The Eilenberg Buddha is the most important Mon Dvaravati sculpture to have appeared in the market recent years, and it could be argued that it is the finest example of its type still in private hands.

Eclipsing its previous record by more than three times, the rare Thai sculpture soared past its $250,000 to $350,000 estimate, and an international field of private collectors and institutions vied for it. The winning bidder was institution with a strong holding in important Southeast Asian art.

“The sculpture is a rare and important example of early Thai sculpture that is virtually unknown outside of institutional collections,” said Edward Wilkinson, Bonham’s specialist and consultant to the Southeast Asian, Indian and Himalayan Art department. “To have such a fine example, with impeccable provenance from the storied Eilenberg Collection, resulted in tremendous competition from around the globe.”

Dessa Goddard, head of Asian Art for Bonhams in North America, further noted, “This was a thrilling start to Asian week for Bonhams that will be following by important sales of Classical Chinese Paintings and Fine Japanese Art.”

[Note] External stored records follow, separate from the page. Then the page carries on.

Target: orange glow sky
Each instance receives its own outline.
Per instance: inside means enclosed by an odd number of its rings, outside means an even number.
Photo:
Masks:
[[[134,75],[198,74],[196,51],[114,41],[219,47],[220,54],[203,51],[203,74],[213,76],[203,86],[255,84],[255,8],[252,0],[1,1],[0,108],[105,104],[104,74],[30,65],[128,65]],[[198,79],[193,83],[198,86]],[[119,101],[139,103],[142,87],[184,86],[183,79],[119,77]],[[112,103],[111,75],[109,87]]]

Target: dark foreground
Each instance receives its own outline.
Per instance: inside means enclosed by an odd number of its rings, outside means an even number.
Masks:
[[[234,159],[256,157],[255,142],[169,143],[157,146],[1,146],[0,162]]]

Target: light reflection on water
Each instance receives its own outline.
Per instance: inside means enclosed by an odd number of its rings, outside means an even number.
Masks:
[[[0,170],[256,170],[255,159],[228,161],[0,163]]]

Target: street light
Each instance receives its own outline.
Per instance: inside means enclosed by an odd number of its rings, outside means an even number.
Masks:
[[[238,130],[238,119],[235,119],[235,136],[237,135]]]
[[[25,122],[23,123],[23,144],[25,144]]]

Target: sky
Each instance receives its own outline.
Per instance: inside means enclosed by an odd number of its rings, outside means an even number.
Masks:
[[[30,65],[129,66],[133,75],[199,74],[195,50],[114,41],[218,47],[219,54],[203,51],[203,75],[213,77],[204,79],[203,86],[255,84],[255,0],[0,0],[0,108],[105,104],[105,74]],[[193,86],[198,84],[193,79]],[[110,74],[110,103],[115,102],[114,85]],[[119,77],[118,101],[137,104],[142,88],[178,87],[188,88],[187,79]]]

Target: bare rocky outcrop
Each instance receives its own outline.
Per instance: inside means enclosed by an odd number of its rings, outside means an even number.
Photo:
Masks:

About the Eilenberg Buddha

The treatment of the robe is unusual, in that it does not follow the classic tradition of the ‘full cape’ that is known to have originated from the Indian Gupta (5th/6th century). Here, the robe is arranged such that it leaves the right shoulder bare, in a style more familiar in the 6th-8th century Sri Lankan Buddhas and earlier Amravati (2nd/3rd century) figures. However, they favored robes delineated with parallel lines of fine pleats and figures with broad shoulders and smaller heads. The Mon Dvaravati style introduced a smooth diaphanous treatment of the robe, almost invisible across the androgynous body, and more balanced proportions of the whole figure. As noted by Jean Boisselier in The Heritage of Thai Sculpture, 1975, p. 73, “The school of Dvaravati may stand alongside the great Buddhist artistic traditions of India, so enduring were its innovations and so persuasive its influence on most of the art of Southeast Asia.”

In comparison with the large Mon Dvaravati standing Buddha in the Metropolitan Museum of Art, (59.149), they both share the same facial shape, thick head of knotted hair and slender sensuous line of the torso. However, the Eilenberg Buddha has lower, more relaxed shoulders falling from a slender neck that provides a more natural and free-flowing line. Another closely related example is in the National Museum, Bangkok (see Sculpture of Thailand, Theodore Bowie ed., Asian Society, New York, 1972, no.5).

The Eilenberg Buddha is the most important Mon Dvaravati sculpture to have appeared in the market recent years, and it could be argued that it is the finest example of its type still in private hands.